Data collectors provide context for specific transactions and help determine whether the payload of a transaction is causing problems. With data collectors configured, AppDynamics accesses information in the HTTP session or in the arguments of HTTP calls, WCF service inputs and outputs, return values or variables of the application code and displays the information in snapshots.

It is important to note that data collectors can be configured to collect sensitive information. This technology allows extracting information directly from objects. Developers usually need to enable a data collector when they are troubleshooting problems or trying to better understand problems in their code.

There are two types of data collectors: HTTP and Method Invocation (MIDC).

  1. HTTP data collectors can capture data from HTTP parameters, request attributes, cookies, session keys and headers.
  2. Method Invocation data collectors can capture method parameters and return values, the object itself and any property or results of some methods associated with the variable object.


  • Collect variables for the identification of customer ID, request ID, entity ID and other special data. This helps identify which customer snapshot belongs to and prepares you for potential future deployment of analytics for per-customer visibility.
  • Ask developers which variables are helpful to troubleshoot major components of functionality.
  • Carefully review how what you are collecting may be impacting code paths.

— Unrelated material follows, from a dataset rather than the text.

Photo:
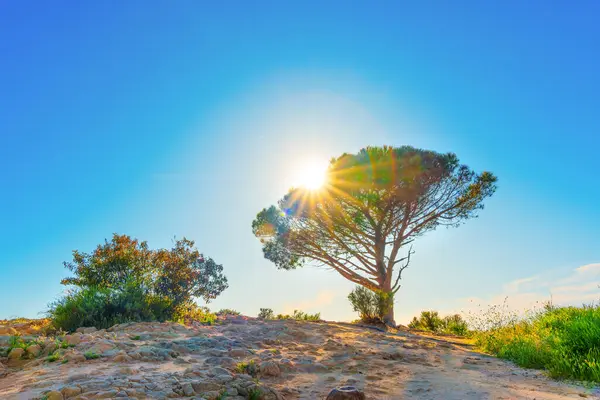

  • You must be careful to collect the variables in a way that would not change – or not change too much – your application behavior.
  • Typically, collecting the value of the variable does not change the behavior of the application. However, if you collect a value from a method or a property getter that is backed by some code that doesn’t just return a value, but executes some functions, the data collector changes the execution path.
  • Collecting variables from methods that are executed frequently in a given Business Transaction is not a good idea. For example, call to look up something from the cache that is executed 100 times will result in 100 values being collected. While neat, it isn’t usually helpful for troubleshooting, and it reduces the performance of the cache retrieval.
  • Always work with application architects or developers who understand the application when deciding what values to capture.
  • Test new data collectors in pre-production environment to see what they do before promoting to production. Due to sensitive data in production, developers should not be allowed to enable new DCs without good justification and approval.

Get further information from AppDynamics documentation.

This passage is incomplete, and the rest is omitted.